En 2015 sera célébré le tricentenaire de la mort de Fénelon. À cette occasion, deux importants colloques se tiendront à Strasbourg et à Lille, en juin et septembre, où sera très probablement abordée la question des liens, complexes, que Fénelon a entretenus avec le jansénisme. Cette question, que Henk Hillenaar, en 2000, estimait quelque peu délaissée parmi les études féneloniennes, demeure encore, près de quinze ans plus tard, trop peu examinée — tandis que la thèse, qu’Eugène Griselle appelait de ses vœux en 1912, n’a toujours par trouvé de candidat. Pourtant les quelques travaux publiés — par Jacques Le Brun ou Sylvio Hermann de Franceschi —, de même que les récentes études sur la bulle Unigenitus, ont permis de mesurer la nécessité d’approfondir cette perspective afin d’enrichir la connaissance de la philosophie de Fénelon, celle des interprétations de la théologie augustinienne, et enfin l’ecclésiologie de la fin du XVIIe siècle et du début du XVIIIe siècle.

Annonce

Argumentaire

En 2015 sera célébré le tricentenaire de la mort de Fénelon. À cette occasion, deux importants colloques se tiendront à Strasbourg et à Lille, en juin et septembre, où sera très probablement abordée la question des liens, complexes, que Fénelon a entretenus avec le jansénisme.

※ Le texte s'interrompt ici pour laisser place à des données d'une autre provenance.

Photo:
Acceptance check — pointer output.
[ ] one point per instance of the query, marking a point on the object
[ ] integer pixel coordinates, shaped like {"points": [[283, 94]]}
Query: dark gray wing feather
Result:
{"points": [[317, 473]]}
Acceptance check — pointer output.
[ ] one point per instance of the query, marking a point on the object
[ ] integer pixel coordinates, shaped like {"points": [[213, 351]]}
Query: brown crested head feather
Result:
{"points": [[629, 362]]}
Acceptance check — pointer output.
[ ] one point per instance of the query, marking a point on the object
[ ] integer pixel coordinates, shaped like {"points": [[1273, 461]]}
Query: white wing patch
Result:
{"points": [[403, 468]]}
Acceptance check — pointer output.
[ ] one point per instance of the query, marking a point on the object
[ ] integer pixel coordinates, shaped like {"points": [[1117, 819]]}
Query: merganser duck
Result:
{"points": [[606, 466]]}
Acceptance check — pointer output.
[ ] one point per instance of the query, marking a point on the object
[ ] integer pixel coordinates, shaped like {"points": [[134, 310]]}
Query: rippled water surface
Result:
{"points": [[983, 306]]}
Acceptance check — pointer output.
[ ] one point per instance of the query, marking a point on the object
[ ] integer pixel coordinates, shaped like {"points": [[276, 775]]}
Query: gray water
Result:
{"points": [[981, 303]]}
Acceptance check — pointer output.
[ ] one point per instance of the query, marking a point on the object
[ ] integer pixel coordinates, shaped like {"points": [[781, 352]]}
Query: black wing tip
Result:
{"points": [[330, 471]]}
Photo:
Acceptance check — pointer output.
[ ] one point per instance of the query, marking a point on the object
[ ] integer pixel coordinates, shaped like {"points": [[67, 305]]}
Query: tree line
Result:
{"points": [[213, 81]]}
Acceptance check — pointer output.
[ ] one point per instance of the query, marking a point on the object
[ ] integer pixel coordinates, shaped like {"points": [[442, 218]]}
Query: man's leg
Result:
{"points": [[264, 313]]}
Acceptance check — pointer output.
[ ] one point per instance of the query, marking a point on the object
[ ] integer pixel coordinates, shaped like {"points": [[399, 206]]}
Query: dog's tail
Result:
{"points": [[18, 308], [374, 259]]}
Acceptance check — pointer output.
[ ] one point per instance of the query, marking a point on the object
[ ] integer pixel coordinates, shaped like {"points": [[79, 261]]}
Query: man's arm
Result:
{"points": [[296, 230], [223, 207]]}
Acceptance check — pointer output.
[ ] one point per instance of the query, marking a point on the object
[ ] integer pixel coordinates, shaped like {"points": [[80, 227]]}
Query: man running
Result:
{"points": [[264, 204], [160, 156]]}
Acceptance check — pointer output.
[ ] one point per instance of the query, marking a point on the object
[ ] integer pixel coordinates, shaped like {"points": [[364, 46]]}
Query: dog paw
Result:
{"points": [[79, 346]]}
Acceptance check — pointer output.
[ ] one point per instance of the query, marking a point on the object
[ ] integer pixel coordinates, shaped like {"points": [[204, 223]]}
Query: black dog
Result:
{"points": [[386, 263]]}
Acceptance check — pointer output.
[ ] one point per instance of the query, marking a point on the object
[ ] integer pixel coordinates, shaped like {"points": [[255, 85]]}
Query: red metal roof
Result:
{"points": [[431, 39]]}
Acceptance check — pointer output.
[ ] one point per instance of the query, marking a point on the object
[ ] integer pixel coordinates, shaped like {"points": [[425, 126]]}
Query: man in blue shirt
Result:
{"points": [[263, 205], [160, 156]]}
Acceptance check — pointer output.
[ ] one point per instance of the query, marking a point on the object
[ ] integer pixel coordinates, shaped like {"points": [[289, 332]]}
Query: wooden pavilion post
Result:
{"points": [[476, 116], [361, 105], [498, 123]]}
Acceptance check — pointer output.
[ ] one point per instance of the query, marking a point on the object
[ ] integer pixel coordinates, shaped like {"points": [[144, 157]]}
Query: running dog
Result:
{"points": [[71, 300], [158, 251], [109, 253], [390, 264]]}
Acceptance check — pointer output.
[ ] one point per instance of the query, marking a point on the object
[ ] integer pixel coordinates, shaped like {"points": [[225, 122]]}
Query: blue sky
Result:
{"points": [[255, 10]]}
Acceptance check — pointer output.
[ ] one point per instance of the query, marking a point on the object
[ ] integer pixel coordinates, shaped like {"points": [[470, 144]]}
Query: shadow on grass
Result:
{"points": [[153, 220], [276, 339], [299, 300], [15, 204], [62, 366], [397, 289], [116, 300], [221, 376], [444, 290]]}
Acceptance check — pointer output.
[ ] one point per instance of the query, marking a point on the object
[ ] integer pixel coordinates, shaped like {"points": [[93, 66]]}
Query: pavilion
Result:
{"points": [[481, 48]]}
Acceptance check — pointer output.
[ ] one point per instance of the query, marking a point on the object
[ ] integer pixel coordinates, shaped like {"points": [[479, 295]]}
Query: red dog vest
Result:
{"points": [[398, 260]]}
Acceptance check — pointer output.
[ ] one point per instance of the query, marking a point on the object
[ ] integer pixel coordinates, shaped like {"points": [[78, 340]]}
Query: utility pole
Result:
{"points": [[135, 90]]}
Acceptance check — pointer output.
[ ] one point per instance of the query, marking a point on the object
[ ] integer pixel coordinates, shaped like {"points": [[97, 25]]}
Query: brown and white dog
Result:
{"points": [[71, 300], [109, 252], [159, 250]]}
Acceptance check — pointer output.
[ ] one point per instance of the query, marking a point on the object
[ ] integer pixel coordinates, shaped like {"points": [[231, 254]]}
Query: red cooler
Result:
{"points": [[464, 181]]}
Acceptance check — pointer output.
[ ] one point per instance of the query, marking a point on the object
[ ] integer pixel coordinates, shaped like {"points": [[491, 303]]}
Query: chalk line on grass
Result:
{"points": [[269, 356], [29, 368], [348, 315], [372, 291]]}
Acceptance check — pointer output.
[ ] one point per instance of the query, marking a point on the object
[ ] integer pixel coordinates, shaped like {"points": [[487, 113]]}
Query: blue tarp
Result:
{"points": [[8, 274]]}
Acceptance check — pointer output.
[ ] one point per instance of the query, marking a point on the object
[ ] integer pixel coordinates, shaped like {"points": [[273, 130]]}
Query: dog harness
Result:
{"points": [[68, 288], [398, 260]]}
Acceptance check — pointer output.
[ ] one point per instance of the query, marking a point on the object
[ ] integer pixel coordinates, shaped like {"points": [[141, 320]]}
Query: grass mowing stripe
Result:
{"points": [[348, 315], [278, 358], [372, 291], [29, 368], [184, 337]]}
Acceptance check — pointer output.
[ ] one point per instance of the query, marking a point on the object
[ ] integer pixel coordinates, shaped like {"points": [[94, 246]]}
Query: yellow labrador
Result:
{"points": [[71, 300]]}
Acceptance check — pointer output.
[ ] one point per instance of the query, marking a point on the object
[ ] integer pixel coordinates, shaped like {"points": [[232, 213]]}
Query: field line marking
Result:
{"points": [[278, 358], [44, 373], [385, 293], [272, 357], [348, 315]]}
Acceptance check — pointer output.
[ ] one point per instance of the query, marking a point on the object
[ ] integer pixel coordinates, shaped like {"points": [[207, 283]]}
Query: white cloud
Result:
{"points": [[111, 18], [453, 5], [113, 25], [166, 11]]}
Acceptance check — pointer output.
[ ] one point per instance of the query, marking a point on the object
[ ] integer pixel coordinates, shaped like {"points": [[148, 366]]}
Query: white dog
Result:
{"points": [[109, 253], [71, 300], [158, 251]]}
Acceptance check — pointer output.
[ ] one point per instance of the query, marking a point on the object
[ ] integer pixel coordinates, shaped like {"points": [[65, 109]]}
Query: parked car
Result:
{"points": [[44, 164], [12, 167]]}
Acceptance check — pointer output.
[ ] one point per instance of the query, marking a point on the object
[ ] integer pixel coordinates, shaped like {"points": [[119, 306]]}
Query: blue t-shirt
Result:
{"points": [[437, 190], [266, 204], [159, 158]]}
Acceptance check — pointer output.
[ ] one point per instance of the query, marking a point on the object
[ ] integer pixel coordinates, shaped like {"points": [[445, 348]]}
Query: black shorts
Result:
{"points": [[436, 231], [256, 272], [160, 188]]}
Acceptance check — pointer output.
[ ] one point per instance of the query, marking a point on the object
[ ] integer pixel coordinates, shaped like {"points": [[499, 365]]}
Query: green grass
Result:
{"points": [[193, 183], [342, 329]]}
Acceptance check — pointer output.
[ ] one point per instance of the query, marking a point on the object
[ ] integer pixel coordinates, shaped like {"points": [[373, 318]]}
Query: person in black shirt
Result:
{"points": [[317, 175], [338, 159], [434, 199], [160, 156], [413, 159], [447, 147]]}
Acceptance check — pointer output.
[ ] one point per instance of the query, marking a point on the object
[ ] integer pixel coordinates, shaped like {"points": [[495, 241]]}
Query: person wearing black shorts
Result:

Cette question, que Henk Hillenaar, en 2000, estimait quelque peu délaissée parmi les études féneloniennes, demeure encore, près de quinze ans plus tard, trop peu examinée — tandis que la thèse, qu’Eugène Griselle appelait de ses vœux en 1912, n’a toujours par trouvé de candidat.

Pourtant les quelques travaux publiés — par Jacques Le Brun ou Sylvio Hermann de Franceschi —, de même que les récentes études sur la bulle Unigenitus, ont permis de mesurer la nécessité d’approfondir cette perspective afin d’enrichir la connaissance de la philosophie de Fénelon, celle des interprétations de la théologie augustinienne, et enfin l’ecclésiologie de la fin du 17e siècle et du début du 18e siècle.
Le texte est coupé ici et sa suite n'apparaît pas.